En juillet, le Chef du gouvernement avait entamé un nouveau round de « consultations » pour sortir le Conseil de la concurrence de sa léthargie. Une lueur d’espoir vite éteinte. Puisque la nomination de ses membres, dont le mandat est arrivé à terme en 2013, semble toujours bloquée. « Il n’y a rien de nouveau. Tout ce qu’il y a de nouveau date d’avant le mois d’août dans la mesure où je sais que le Chef du gouvernement faisait des consultations pour la nomination des membres », nous confie Abdelali Benamour, président du Conseil de la concurrence.
Paralysée depuis cinq ans, cette institution constitutionnelle est ainsi dans l’impossibilité de remplir son rôle, ne pouvant être saisie ni s’autosaisir. Et ce à un moment où l’ancien patron des patrons, Hassan Chami, avait dénoncé l’évolution de certains secteurs sans garde-fous. Ce blocage intervient également alors qu’une quarantaine d’intellectuels et de militants ont appelé à une réactivation du Conseil dans une pétition appelant à la suspension du boycott de Centrale Danone, diffusée au mois de juillet.
« Quand le Conseil était opérationnel, la loi était inique et ne nous permettait pas de travailler. Aujourd’hui alors que nous avons un texte législatif, un des meilleurs au monde, nous n’avons pas de Conseil de la concurrence parce que ses membres n’ont pas encore été nommés », regrettait Benamour dans nos colonnes en 2016. Aucune explication officielle n’a été donnée par le gouvernement pour justifier ce « retard ».
Pourtant, comme l’indique la loi régissant le fonctionnement de l’institution – parue au bulletin officiel en 2014 -, il s’agit d’une procédure ordinaire : douze membres sont nommés par décret, sur proposition de l’autorité gouvernementale concernée et du Conseil supérieur du pouvoir judiciaire « en ce qui concerne les deux membres magistrats », tandis que le président est nommé par le roi.

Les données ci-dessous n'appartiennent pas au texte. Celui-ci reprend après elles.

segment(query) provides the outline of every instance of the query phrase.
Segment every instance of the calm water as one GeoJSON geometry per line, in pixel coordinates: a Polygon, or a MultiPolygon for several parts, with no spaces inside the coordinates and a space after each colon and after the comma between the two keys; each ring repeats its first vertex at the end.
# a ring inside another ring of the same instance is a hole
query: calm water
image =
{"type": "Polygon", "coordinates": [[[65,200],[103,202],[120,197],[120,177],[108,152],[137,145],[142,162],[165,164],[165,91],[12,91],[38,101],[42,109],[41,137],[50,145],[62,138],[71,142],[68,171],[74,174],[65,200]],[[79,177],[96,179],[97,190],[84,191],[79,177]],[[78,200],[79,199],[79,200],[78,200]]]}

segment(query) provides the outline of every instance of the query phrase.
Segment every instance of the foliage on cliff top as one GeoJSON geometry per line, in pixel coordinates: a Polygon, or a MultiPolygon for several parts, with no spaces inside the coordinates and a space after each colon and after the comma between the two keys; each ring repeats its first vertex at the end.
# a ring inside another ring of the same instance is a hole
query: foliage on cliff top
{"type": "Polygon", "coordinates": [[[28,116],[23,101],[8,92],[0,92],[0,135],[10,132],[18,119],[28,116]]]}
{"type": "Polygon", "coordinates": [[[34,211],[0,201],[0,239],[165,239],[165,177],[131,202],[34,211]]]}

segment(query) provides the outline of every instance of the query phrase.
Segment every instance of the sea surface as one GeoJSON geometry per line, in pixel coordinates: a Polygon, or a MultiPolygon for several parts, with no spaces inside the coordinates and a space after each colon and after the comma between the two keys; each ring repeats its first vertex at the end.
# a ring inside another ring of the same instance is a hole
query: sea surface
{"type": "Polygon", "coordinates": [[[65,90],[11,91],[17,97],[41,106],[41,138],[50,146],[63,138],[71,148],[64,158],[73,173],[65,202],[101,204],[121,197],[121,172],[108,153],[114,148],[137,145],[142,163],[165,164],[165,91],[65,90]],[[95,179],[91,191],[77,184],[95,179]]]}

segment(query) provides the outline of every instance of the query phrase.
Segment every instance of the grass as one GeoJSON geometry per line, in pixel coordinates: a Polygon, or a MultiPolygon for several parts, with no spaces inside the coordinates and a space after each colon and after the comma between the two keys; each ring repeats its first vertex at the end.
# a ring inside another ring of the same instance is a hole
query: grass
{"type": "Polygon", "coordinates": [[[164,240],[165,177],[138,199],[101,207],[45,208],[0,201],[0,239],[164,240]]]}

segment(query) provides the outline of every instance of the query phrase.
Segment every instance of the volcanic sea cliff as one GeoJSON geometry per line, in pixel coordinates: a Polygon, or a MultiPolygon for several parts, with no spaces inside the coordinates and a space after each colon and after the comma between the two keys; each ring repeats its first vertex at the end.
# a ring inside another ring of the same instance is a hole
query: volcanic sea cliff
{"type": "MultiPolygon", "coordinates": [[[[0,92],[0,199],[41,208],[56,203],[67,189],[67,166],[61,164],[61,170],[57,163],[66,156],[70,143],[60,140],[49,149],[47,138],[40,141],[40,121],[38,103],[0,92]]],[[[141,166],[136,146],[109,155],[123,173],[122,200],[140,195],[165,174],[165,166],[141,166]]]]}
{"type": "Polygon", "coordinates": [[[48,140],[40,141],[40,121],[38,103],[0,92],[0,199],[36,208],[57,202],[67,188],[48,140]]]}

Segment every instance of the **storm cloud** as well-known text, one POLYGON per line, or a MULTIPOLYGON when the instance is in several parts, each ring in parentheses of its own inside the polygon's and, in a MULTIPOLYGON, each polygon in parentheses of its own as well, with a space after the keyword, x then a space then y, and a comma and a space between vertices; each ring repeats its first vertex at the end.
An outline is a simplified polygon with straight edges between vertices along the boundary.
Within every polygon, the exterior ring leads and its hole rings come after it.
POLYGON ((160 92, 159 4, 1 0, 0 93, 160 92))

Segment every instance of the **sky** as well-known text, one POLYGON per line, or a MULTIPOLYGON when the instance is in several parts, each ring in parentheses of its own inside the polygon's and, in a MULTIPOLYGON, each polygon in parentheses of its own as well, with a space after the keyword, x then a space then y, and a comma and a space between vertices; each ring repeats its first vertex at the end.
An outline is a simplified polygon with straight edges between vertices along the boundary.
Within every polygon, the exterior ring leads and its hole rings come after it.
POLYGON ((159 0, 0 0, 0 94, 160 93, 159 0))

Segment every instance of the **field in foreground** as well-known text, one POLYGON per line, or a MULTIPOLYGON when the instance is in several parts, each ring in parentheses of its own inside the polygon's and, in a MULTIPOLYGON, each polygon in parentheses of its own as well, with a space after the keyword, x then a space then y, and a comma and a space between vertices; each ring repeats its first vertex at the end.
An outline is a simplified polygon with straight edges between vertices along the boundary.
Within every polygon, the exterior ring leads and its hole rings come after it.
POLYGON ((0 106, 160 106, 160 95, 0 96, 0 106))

Dans le programme du gouvernement, présenté en avril 2017, Saâdeddine El Othmani avait pourtant évoqué le rôle du Conseil de la concurrence, promettant de le sortir de sa paralysie afin qu’il « remplisse son rôle en garantissant une concurrence libre ». « Si le conseil était là, il aurait pu jouer son rôle de régulateur. L’économie de marché est une excellente chose, mais l’économie de marché a besoin de régulation. Or, le Maroc fonctionne sans régulation depuis le début de ce millénaire », regrette son président qui attribue le retard de sa mise en place à des lobbys qu’il ne nomme pas.

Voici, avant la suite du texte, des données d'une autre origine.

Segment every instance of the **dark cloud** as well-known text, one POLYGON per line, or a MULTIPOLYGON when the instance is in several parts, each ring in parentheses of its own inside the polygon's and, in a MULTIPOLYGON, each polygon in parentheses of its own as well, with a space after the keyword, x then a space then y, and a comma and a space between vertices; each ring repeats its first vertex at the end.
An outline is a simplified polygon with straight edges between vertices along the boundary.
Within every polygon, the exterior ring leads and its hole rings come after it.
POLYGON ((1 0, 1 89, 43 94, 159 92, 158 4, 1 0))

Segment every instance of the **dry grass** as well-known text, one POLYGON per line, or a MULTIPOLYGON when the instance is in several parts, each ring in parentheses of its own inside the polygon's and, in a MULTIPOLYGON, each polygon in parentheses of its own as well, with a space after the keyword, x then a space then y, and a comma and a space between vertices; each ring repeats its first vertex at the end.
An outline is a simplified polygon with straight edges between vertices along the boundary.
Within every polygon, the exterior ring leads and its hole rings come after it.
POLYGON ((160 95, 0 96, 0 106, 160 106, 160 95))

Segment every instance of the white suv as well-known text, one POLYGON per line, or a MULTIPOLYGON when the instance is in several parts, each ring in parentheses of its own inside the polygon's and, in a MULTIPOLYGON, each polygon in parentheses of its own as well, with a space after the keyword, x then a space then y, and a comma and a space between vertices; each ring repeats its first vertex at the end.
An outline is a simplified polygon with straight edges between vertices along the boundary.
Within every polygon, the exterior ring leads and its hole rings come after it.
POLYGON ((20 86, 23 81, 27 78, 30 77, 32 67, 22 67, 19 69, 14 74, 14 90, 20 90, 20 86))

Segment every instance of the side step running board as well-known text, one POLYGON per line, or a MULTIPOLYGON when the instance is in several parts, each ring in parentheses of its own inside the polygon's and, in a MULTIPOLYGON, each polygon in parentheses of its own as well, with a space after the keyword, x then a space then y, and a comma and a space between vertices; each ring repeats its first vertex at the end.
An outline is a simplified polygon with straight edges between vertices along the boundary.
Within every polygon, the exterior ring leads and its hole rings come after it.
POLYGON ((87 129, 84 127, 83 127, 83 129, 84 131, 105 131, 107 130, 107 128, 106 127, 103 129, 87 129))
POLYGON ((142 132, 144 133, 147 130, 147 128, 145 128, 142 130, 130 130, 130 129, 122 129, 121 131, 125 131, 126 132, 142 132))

« On nous soutenait dans les discours. Mais dans la réalité, on agissait à travers les lobbys pour bloquer notre action », affirmait-il en 2016 et à nouveau en 2018. « Chacun défend ses intérêts. Ils croient qu’en maintenant leurs positions, ils vont gagner plus. Ils ne voient pas tout ce que peut apporter la concurrence de positif. »

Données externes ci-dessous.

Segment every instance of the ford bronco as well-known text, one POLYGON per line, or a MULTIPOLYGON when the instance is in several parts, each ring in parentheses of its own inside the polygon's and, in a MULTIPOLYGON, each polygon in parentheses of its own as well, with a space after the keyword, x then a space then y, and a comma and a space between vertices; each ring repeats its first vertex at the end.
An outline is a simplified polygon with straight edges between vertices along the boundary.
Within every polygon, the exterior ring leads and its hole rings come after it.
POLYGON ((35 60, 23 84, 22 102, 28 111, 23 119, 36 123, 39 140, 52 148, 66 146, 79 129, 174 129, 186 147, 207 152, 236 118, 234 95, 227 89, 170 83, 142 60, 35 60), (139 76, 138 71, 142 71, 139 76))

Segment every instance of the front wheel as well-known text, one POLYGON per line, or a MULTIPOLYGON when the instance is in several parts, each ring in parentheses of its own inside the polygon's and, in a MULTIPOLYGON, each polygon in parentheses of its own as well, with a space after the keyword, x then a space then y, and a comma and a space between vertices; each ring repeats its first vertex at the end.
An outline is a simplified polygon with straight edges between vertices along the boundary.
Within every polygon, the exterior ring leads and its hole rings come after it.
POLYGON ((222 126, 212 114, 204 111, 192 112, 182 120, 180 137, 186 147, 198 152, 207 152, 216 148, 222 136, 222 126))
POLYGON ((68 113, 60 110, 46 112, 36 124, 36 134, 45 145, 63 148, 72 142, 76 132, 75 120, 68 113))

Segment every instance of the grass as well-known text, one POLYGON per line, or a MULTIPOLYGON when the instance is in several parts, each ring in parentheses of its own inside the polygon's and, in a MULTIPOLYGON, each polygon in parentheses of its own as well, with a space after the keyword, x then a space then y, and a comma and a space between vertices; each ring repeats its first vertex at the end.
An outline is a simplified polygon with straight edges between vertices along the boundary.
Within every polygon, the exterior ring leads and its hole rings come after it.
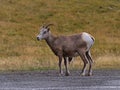
MULTIPOLYGON (((0 70, 57 68, 57 57, 36 40, 45 23, 55 24, 56 35, 91 33, 94 68, 120 67, 119 0, 0 0, 0 6, 0 70)), ((75 59, 71 68, 82 65, 75 59)))

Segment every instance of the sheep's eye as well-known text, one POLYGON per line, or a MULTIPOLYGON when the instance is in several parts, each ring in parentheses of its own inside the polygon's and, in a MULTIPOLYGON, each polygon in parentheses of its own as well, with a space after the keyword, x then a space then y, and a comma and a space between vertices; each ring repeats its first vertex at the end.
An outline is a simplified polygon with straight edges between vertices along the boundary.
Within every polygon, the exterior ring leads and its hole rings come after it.
POLYGON ((46 31, 44 31, 43 34, 46 34, 46 31))

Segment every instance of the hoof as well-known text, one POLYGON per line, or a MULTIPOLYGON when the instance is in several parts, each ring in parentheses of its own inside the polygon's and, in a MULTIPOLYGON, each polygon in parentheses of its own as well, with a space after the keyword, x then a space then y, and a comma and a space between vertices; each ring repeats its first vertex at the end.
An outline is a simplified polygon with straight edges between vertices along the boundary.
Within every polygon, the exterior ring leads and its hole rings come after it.
POLYGON ((70 76, 70 73, 65 73, 65 76, 70 76))
POLYGON ((80 76, 86 76, 85 73, 81 73, 80 76))
POLYGON ((86 76, 92 76, 93 74, 92 73, 88 73, 86 76))

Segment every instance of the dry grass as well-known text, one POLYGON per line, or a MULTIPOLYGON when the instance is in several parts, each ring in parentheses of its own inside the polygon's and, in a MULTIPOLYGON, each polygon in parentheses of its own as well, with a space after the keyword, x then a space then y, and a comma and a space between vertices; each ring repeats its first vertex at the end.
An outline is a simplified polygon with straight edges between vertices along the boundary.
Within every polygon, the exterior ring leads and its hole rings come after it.
MULTIPOLYGON (((105 55, 120 55, 119 0, 0 0, 0 6, 0 70, 56 68, 57 57, 44 41, 36 41, 43 23, 54 23, 51 31, 56 35, 91 33, 96 38, 95 68, 104 63, 114 68, 114 60, 105 55)), ((77 58, 71 67, 79 65, 77 58)))

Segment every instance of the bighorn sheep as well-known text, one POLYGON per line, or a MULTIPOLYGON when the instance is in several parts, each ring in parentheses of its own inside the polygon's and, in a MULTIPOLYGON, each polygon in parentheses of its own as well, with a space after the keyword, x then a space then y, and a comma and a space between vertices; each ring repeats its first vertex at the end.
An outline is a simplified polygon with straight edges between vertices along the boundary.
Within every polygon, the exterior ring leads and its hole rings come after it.
POLYGON ((94 37, 86 32, 82 32, 80 34, 72 36, 55 37, 51 34, 49 28, 50 25, 52 24, 48 24, 41 28, 40 33, 37 36, 37 40, 44 39, 49 45, 49 47, 52 49, 54 54, 58 56, 60 74, 62 74, 62 58, 64 58, 64 65, 66 69, 65 75, 68 76, 70 73, 67 66, 67 58, 69 61, 71 61, 73 57, 80 56, 84 63, 81 75, 86 75, 85 71, 87 64, 89 64, 89 70, 87 75, 92 75, 93 60, 91 58, 90 48, 94 44, 94 37))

Une source au gouvernement nous apprend que l’ancien Exécutif avait également tenté de débloquer la situation, sans succès. « Le gouvernement avait fait ce qu’il avait à faire », nous dit notre source, sans expliquer où se situe le blocage. Le Conseil de la concurrence est-il ainsi condamné à rester inactif ?
En tout cas, pour Benamour il n’y a encore rien de nouveau sous le soleil. « Pour la présidence comme pour les membres, rien n’est fait jusqu’à présent », nous dit-il, dépité.